La Chiesa è l'istituzione più seria che ci sia: credo che si possa
pretendere un po' più di precisione. Si può persino sospettare che questa
ambiguità sia voluta: come ha sottolineato il vescovo Girotti l'ampliamento
della lista dei peccati mortali è connesso alla diminuzione del senso di
colpa e all'indebolimento della nozione di peccato, cosa che si riflette nel
declino del sacramento della confessione. Ecco che l'operazione del Vaticano
diventa chiara: si tratta di aumentare il numero dei peccati per aumentare
il numero dei peccatori e così aumentare il numero delle confessioni. Fatta
eccezione per il potere di dare la vita e di uccidere, non esiste potere più
formidabile di quello di perdonare i peccati; la Chiesa ne è stata
detentrice per secoli: è insensato pensare che se lo lasci sfuggire senza
lottare con le unghie e con i denti. L'ideale sarebbe stato ampliare la
lista dei peccati sino a infilarci tutti gli atti possibili, compreso bere
Pepsi Cola ed essere tifoso del Real. Ma la Chiesa è saggia e sa che, al
momento, questo sarebbe controproducente. È evidente che la Chiesa, nell'ampliare
la lista dei peccati mortali, ha preso in considerazione solo coloro che non
si sentono mai in colpa o hanno perso il senso del peccato o quello del
male. Ma che succede a quelli che non l'hanno perso? Che succede a quelli
che si sentivano già in colpa prima e che, adesso, si sentiranno ancora più
in colpa? Non mi riferisco ai cattolici praticanti - che sono dei
privilegiati: possono confessarsi e tornare a peccare con la coscienza
tranquilla -. Mi riferisco a quanti non sono cattolici e sono stati
programmati per essere cattolici e, di conseguenza, benché non siano
cattolici, continuano a essere cattolici: mi riferisco a un sacco di gente.

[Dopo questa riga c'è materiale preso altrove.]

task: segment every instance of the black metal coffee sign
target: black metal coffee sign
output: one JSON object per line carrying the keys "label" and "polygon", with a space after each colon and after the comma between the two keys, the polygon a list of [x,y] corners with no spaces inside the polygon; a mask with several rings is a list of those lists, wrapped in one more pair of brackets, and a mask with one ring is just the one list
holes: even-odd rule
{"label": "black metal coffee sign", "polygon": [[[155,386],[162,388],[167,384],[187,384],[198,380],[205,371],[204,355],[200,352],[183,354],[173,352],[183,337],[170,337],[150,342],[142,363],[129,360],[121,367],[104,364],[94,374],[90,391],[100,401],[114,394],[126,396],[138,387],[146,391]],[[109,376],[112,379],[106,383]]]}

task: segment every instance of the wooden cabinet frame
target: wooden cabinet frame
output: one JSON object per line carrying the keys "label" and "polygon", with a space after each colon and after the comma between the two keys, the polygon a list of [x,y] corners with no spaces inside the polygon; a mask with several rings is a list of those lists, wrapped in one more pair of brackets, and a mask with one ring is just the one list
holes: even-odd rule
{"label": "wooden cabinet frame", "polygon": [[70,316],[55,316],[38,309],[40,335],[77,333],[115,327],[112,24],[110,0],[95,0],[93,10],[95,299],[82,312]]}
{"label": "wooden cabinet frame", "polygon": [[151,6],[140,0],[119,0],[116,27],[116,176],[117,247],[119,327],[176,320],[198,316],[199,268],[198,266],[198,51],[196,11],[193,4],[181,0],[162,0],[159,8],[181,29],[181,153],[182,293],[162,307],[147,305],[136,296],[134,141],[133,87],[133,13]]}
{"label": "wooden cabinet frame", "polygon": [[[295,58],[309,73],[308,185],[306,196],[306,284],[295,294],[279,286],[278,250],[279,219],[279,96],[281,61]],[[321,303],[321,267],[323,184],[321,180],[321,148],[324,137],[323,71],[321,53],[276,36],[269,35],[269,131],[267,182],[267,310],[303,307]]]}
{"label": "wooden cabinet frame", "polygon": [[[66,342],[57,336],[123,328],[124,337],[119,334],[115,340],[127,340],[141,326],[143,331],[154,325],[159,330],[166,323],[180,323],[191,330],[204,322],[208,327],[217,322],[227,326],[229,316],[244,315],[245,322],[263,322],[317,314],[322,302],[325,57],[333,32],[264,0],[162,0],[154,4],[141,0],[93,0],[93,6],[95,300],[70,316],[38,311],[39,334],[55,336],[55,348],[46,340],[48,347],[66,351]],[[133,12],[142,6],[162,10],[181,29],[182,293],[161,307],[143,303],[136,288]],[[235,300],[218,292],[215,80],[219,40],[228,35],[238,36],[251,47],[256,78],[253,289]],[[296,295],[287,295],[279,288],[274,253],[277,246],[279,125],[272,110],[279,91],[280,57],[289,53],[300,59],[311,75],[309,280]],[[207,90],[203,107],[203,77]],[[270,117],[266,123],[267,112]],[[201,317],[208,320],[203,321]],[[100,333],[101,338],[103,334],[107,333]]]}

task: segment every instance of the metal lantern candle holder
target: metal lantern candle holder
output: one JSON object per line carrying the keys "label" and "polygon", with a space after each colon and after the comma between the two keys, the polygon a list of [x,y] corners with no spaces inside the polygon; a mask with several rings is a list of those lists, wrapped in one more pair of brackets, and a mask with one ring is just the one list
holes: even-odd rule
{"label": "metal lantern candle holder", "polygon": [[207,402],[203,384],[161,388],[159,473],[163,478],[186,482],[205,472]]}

Come qualsiasi persona che abbia trascorso 15 anni in una scuola cattolica,
non sono cattolico; come qualsiasi persona che abbia trascorso 15 anni in
una scuola cattolica, sono anticlericale; come qualsiasi persona che abbia
trascorso 15 anni in una scuola cattolica, sono cattolico. Chi è stato
educato nel cattolicesimo è cattolico anche se rinnega il cattolicesimo e,
oltre tutto, ha in sé la colpa sin dalla nascita o ancora prima: in questo
consiste il peccato originale. Il problema non è che ci sentiamo colpevoli
di tutto. Fin da piccoli ci hanno inserito nel corpo un microchip e non c'è
modo di toglierlo: ci alziamo il mattino stranamente felici fino a quando
non c'imbattiamo in una ragione per sentirci in colpa, il microchip si
attiva come un nodo alla gola e ci sentiamo nuovamente infelici; solo a quel
punto recuperiamo la nostra normalità. Questo microchip è il più sofisticato
strumento di tortura e di dominio che mai abbiano inventato. Sono stati loro
a inserirlo e sta lì a ucciderci. Noi non li prendiamo in considerazione,
ridiamo di loro, a volte li malediciamo, ma le maledizioni rimbalzano, la
risata è una risata che gela e tutto ciò che essi dicono è istantaneamente
assorbito dal microchip. Sono forti. Non hanno pietà. Mettono paura. Che
fare? C'è chi scrive La prostituta di Babilonia. Ma non serve a niente.